TABLE I  HIV Rapid Test Results Across Age Bands
Age band Positive Negative Indeterminate
(mo) n(%) n (%)  n (%) 
1-3 3 (33) 4 (45) 2 (22)
4-6 5 (13) 27 (71) 6 (16)
7-9 0 9 (100) 0
9-12 0 8 (100) 0
> 12 0 14 (100) 0
Total 8 62 8

Studies reveal very limited durations of follow-up of HIV-exposed infants, underscoring the need for confirming HIV status as early as possible [5]. There was rapid decay of maternally derived antibodies in 31 negative children by 6 months, with 100 % of them testing negative between 7–15 months [6]. In the absence of HIV PCR tests, rapid tests done early in infancy are useful to detect negative status. In our study, a significant percentage of infants tested negative by 6 months of age.

Infants can be offered HIV rapid antibody testing even at <18 months of age to prevent a lost opportunity to detect negative status. We suggest 3.5 – 6 months as ideal timing during routine immunization visits. Retesting should be offered 6 weeks after cessation of breast feeding in all infants to confirm results. It is a useful supplement to PCR to detect negative status.

Contributors: CD: Concept, planning, data collection and conduct of the study and guarantor of the study. AS, CKI and DG: drafting and critical revision.

Funding: None; Competing interests: None.

References

1. AAP Committee on Pediatric AIDS. HIV testing and prophylaxis to prevent mother-to-child transmission in the United States.
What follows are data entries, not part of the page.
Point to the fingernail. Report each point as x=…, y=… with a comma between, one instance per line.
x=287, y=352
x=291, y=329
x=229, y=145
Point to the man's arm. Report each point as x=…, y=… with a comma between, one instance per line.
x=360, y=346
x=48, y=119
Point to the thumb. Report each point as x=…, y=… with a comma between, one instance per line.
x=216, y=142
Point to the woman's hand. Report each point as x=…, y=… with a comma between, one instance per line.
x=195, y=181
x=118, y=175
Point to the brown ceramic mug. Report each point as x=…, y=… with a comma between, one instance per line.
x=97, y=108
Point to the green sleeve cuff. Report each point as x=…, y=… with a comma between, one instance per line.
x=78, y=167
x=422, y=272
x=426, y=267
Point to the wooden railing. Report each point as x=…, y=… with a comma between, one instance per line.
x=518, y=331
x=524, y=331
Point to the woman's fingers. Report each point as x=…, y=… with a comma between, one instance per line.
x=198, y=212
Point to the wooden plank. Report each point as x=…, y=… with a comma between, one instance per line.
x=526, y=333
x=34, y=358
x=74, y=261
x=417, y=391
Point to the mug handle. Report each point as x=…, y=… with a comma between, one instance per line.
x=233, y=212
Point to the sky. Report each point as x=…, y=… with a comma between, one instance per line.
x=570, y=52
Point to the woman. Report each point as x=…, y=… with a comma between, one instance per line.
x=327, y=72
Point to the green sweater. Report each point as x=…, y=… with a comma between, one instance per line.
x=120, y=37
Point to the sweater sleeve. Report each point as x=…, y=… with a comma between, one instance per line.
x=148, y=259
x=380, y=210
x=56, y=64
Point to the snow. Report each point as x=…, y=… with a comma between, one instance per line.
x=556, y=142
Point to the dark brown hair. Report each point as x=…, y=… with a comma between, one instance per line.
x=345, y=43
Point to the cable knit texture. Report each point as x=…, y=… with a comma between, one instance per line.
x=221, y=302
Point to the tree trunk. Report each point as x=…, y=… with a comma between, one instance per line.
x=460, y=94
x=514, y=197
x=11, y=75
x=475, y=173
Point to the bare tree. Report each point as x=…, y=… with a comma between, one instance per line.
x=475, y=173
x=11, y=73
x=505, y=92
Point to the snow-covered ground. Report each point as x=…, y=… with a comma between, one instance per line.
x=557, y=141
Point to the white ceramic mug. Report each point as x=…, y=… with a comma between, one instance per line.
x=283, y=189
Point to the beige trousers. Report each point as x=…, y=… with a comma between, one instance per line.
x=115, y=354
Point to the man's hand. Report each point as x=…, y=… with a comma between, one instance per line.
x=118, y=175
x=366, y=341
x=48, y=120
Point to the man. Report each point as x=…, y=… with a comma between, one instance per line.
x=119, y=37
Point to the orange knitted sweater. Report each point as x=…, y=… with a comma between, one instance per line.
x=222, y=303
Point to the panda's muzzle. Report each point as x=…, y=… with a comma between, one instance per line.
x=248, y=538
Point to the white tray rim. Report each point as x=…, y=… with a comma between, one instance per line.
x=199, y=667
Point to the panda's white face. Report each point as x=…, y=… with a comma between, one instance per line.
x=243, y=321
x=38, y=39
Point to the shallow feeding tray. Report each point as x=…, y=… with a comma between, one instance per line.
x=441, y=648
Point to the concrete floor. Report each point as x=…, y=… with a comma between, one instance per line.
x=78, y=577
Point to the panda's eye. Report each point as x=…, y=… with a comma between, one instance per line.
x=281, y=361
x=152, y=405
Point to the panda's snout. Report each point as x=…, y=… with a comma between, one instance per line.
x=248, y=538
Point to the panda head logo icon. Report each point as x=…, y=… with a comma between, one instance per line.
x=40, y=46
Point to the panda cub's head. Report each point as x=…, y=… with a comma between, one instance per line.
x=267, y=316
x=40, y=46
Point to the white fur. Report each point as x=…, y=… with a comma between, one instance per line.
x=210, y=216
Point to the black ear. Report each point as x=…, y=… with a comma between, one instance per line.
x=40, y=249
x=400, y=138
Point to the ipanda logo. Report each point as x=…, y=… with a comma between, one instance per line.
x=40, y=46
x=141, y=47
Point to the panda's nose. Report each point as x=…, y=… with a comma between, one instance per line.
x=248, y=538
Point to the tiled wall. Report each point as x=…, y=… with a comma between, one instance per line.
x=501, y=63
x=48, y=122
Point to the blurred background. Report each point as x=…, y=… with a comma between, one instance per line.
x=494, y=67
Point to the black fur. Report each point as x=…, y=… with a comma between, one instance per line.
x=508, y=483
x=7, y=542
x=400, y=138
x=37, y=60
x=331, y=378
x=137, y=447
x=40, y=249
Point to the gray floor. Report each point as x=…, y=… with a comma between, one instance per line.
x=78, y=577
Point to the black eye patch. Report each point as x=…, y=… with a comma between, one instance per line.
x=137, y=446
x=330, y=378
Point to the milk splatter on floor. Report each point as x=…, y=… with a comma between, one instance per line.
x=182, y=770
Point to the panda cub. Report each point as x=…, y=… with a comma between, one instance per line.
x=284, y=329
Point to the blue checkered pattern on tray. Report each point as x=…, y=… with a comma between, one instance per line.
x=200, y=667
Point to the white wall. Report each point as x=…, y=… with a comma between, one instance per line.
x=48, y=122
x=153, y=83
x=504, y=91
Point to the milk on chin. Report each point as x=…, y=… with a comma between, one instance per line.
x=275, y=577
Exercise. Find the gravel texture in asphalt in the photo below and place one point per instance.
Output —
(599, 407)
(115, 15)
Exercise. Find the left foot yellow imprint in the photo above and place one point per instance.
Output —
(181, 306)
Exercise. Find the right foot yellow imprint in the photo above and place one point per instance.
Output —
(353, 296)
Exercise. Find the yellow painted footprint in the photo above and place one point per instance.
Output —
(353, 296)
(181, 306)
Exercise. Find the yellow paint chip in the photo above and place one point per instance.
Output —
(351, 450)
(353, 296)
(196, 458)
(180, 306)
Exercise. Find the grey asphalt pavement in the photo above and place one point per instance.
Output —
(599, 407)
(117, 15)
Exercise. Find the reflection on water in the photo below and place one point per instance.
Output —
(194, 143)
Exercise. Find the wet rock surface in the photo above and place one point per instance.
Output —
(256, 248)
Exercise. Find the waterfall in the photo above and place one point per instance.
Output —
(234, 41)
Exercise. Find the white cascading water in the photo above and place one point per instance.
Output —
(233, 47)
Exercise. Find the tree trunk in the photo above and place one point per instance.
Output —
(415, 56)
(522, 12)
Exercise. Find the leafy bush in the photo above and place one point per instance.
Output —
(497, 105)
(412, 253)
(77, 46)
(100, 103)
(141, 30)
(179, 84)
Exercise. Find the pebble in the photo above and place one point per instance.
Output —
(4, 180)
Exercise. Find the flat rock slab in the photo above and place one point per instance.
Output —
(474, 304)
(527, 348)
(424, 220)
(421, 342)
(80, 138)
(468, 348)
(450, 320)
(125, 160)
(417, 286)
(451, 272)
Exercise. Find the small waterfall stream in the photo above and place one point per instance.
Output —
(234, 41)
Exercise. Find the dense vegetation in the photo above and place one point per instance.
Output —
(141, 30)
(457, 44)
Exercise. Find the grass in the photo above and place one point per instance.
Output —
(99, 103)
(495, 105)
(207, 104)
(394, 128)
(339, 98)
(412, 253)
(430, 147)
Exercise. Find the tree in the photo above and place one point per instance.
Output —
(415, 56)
Pediatrics. 2008;122:1127-34.

2. Kerr RJ, Player G, Fiscus SA, Nelson JA. Qualitative HIV RNA analysis of DBS for diagnosis of infections in infants. J Clin Microbiol. 2009;47:220-2.

3. Stevens WS, Noble L, Berrie L, Sarang S, Scott LE. Ultra-high-throughput, automated nucleic acid detection of HIV for infant infection diagnosis using the Gen-Probe Aptima HIV-1 screening assay. J Clin Microbiol. 2009;47:2465-9.

4. Walter J, Kuhn L, Semrau K, Decker DW, Sinkala M, Kankasa C, et al. Detection of low levels of human immunodeficiency virus (HIV) may be critical for early diagnosis of pediatric HIV infection by use of dried blood spots. J Clin Microbiol. 2009;47:2989-91.

5. Chilongozi D, Wang L,Brown L, Taha T, Valentine M, Emel L, et al. Morbidity and mortality among a cohort of human immunodeficiency virus type 1-infected and uninfected pregnant women and their infants from Malawi, Zambia, and Tanzania. Pediatr Infect Dis J. 2008;27:808-14.

6. Parekh BS, Shaffer N, Coughlin R, Hung CH, Krasinski K, Abrams E, et al. Dynamics of maternal IgG antibody decay and HIV-specific antibody synthesis in infants born to seropositive mothers. The NYC Perinatal HIV Transmission Study Group. AIDS Res Hum Retroviruses. 1993;9:907-12.